Instrumentally, the Rangers' execution tends to be melodic, conversational and precise. Graham Sharp opens "Let Me Out of This Town" with alternating bars of plucked banjo notes and rolling, fleet-fingered patterns that introduces the tamped-down impatience of the song's melody and establishes its galloping feel. Nicky Sanders' elegantly grieved fiddle strokes hover over "Best Of Me," providing a countermelody to the vocals and, during a vamp late in the song, flying in enflamed arcs. During "Roadside Anthems," Sharp's funky, darting banjo solo gives way to Michael Guggino's delicate lyricism on mandolin.
Guitarist Woody Platt does much of the lead singing, sometimes trading off with Sharp, and both possess grainy warmth and seem to prefer singing in a lower, more relaxed register these days. Virtually everyone pitches in on harmony at one point or another. The Rangers' read on Bob Dylan's early '60s war protest ballad "Let Me Die In My Footsteps," for instance, projects earnest, folkie indignation through a lusty, multi-voice call-and-response.
The remainder of the album's dozen songs were written by the band's two primary songwriters: Sharp, who composed solo and with Sarah Siskind, and bassist Charles Humphrey III, who collaborated with various co-writers and ultimately departed the band after the completion of the album.
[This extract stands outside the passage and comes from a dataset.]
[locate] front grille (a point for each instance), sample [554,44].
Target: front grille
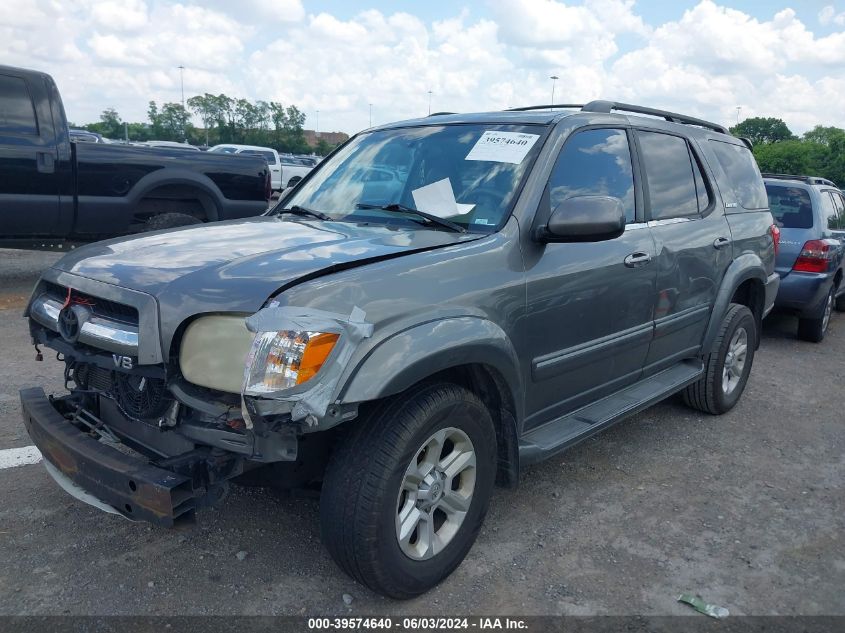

Rather than idealizing memories of people and places as an abiding source of comfort, the songs illustrate how the passage of time, accumulation of experience and changing of perspective can alter a person's relationship to the familiar. "I can't unsee what I've been shown," laments the soldier protagonist of "Can't Go Home." "My body's bent and my mind is blown / And I never was ready for the things I've known / I can find the house, but I can't go home." Over a decade and a half in, that kind of equanimity, that thoughtful rewriting of familiar templates has become a Rangers specialty.